“It certainly looks like queer street, anyway,” remarked Tom reflectively. “It may be the man, or it may be some bunch of counterfeiters or other criminals. I’m not going to back down for a minute, but I think one of us had better hunt up Dorothy, tell her where we are, and have her put the police on the trail, if we shouldn’t happen to turn up to-night. Strikes me that that would be only an elementary precaution.”

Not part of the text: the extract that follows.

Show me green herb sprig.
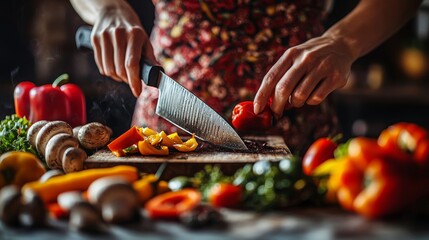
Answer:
[0,114,38,156]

“I’ll do it,” I said. “You watch here.”
Before Tom could object, I was half way down the stairs and out on the street. On Tottenham Court Road, I found Dorothy driving up and down. She leaned forward questioningly as I jumped in. I nodded in answer, “Yes. We’ve got the place, but we need your help now.” Warned by experience as to its necessity, I had mapped out my line of argument carefully, as I hurried along. “We have the very place, but we want you to stay outside and send us help, if we should get into trouble.”
Dorothy’s face fell. “I want to go with you the worst way,” she said. “Yet I don’t like the idea of you two going into danger without any outside assistance. What have you found out?”
It was no easy matter to convince her, yet when Dorothy saw the condition of affairs, there was really nothing she could do but give in. For us to explore that unknown territory, without some line on the outside to protect us in case of peril, was manifestly unwise. Certainly it was not possible for us to let so plain a clue go by.
At my command, the cabman drove past the old book store, up the street, and round the square. Back on the main thoroughfare again, I made ready to return and join Tom.
“You’ve got the place fixed clearly in mind?” I asked, looking up at her from the sidewalk.
To my surprise, Dorothy’s eyes were filled with tears, and her voice came pleadingly. “I wish you did not feel you had to go. I don’t know why I feel so strangely about your going, but I do. Isn’t there some other way out?”